Top Tips to Cope With Two Children
Top Tips to Cope with Two Children
With a relatively short age gap between our kids, we were the first of our NCT group and the first of quite a few friends to have a second child. Now, as many of them go on to have second children, I am often asked how I coped. Here are my top tips on how to cope with two children in the early days:
- Buy a sling: we agonized over which double pram to buy but in the end, until Jasper was six months old, we mostly got around in the Maclaren and a sling. I used a Kari Me sling when Jasper was tiny, a Wrapsody Stretch-Hybrid Wrap and an Ergobaby when he got older.
- Try to orchestrate at least one day a week when the older child is in alternative childcare: for the first two weeks of Jasper’s existence, we remained in our four days per week contract with our childminder. It was a great weight off my shoulders to know that she was in a happy place that she knew whilst I got to grips with a newborn again. After the first two weeks, we then dropped her days to two per week for the next eight months. As well as giving me a bit of a break (one child is an absolute breeze when you’ve got two – who knew?!), it also gave me the chance to do one or two classes with Jasper – a fraction of what I did with Romilly but at least It was something.
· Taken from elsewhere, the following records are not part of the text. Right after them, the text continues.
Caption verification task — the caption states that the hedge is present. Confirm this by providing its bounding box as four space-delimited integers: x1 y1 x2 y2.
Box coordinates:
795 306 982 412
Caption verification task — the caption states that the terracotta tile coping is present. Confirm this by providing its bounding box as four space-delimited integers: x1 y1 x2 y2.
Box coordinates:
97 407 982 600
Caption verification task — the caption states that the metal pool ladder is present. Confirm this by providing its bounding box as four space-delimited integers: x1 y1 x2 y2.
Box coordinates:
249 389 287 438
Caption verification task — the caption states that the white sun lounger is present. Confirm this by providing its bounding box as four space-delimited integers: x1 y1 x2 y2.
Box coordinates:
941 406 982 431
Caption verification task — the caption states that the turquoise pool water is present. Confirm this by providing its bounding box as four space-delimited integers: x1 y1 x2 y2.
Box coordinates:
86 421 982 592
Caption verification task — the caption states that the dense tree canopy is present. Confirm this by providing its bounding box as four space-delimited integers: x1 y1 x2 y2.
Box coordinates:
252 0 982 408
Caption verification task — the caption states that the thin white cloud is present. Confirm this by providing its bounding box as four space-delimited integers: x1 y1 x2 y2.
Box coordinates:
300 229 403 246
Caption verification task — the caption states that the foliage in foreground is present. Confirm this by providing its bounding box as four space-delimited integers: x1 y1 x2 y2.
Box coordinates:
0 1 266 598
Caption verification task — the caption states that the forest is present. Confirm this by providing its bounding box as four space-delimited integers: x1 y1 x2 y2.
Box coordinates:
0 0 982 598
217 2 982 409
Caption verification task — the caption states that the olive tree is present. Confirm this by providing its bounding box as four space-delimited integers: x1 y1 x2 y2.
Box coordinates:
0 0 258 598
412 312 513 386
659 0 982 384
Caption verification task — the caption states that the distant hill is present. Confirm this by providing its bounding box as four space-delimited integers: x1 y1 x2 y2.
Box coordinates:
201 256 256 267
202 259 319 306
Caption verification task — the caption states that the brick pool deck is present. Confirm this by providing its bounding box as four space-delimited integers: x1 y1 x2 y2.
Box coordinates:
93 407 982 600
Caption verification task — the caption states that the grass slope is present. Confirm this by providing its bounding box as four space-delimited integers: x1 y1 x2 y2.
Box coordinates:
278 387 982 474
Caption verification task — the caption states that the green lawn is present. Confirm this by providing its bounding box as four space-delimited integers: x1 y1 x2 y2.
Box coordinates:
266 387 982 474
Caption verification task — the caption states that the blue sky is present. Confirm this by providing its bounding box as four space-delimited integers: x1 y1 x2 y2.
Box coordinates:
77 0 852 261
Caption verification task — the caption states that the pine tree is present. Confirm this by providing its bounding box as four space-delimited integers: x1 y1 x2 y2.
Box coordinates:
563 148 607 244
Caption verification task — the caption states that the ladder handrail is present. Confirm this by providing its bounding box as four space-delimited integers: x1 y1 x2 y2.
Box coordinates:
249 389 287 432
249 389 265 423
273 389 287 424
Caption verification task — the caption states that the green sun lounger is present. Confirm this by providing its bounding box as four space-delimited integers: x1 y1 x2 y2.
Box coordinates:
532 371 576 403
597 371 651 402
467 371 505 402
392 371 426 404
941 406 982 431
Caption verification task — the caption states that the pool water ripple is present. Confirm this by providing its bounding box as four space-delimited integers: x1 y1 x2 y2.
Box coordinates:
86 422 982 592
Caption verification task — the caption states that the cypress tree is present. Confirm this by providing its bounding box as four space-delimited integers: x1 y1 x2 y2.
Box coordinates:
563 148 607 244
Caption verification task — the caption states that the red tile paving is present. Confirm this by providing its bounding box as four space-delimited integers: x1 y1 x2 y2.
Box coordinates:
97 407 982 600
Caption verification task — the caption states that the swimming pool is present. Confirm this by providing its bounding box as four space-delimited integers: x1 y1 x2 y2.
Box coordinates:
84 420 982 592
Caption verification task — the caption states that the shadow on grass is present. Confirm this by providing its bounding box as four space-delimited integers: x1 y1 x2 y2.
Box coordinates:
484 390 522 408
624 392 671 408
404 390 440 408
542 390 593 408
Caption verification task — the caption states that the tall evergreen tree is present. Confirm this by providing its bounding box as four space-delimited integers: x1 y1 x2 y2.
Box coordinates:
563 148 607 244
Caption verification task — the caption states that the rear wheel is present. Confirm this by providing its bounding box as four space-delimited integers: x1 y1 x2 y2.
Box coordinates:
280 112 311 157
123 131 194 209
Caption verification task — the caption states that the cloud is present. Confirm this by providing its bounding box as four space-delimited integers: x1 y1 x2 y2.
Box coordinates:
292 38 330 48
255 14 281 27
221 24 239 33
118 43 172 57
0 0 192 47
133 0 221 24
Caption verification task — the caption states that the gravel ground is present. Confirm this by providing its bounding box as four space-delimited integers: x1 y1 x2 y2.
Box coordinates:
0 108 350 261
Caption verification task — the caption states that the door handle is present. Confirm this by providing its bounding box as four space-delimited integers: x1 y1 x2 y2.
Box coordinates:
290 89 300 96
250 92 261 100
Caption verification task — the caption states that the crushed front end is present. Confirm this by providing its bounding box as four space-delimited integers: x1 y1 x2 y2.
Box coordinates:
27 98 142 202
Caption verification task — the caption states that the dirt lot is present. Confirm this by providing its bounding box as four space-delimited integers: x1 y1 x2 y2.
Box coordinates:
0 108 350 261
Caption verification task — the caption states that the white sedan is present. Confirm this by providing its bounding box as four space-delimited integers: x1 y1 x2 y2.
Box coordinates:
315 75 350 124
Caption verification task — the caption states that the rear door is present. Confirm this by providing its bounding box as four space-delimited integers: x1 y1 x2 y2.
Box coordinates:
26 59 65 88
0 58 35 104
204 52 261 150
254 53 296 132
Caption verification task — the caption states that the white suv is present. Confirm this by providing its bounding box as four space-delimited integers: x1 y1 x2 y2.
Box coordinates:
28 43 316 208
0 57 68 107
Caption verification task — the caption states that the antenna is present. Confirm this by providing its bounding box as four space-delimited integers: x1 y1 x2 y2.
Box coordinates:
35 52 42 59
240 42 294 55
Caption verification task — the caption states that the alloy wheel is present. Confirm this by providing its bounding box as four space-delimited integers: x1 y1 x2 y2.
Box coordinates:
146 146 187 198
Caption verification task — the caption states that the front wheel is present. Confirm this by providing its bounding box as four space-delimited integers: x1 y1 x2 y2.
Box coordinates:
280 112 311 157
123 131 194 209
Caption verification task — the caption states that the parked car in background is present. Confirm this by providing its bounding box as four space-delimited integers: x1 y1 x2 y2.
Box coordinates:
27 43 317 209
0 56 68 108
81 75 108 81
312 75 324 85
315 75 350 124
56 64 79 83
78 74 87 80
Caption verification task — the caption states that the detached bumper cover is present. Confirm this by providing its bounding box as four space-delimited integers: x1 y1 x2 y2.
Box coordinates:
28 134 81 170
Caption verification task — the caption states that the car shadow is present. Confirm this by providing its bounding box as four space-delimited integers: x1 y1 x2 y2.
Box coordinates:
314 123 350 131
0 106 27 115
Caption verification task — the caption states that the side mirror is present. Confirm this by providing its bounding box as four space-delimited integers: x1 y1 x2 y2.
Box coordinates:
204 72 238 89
- Let number two fall into your existing routine: from day one, I bathed both kids together (we held Jasper in our arms until he was big enough to go in a bath seat). I’d put both kids in their jammies, feed Jasper (Romilly would ‘breastfeed’ her dollies at the same time!), put Jasper to bed and then go and read to Romilly and put her to bed. Even though Jasper would be awake two hours later, I found it easier to make 7pm his official bedtime too.
- Don’t panic when your partner goes back to work – you’ve got this! The first couple of weeks are so intense and hopefully your partner will have been providing you with plenty of help – getting you drinks, tending to your older child, making meals, etc – that you will wonder how the hell you’re ever going go cope when it’s just you and the two kids. I’ve been there and got that t-shirt. Guess what? You will muddle on through and find your way. I think it took me about two months to feel like I had some element of control over our days but we got there eventually.
- Be prepared for your social radius to shrink! When we just had Romilly, I would travel into London to meet friends, easy breezy navigating trains, escalators, tubes and barely thought anything of it. With two – and especially two under two – if some form of entertainment wasn’t within a 15 minute walk, forget it. It just wasn’t worth the effort! Even now that Jasper’s two and Romilly’s four, the thought of going into London on my own to meet a friend fills me with too much trepidation. Instead, I built a VERY local network of playgroups, classes that worked for two kids and didn’t cost the earth, coffee shops and friends with kids of a similar age who are within walking distance of my house.
- Playgroups will be your saviour: if you didn’t do playgroups with your first, then I’d highly recommend you find some when you have two. They are perfect for toddler entertaining whilst baby is in the sling or in the baby corner if there is one. Plus, there will be so many other lovely mums who understand what you’re going through that when you need to nip to the loo for two minutes of peace and quiet, they will keep an eye on your unruly toddler and give your screaming baby some cuddles while you’re gone.
- Don’t be afraid to ask for help: I am the worst person in the world when it comes to asking for help. I generally live my life by the mantra of ‘if you want something done, do it yourself’. Since having kids and particularly having two, there are increasing numbers of occasions when I don’t have any choice but to ask for help. I’ve found mummy circles so supportive and willing to do anything for a fellow mum. As a result, I’m much less nervous about asking and am delighted to return the favour when I can.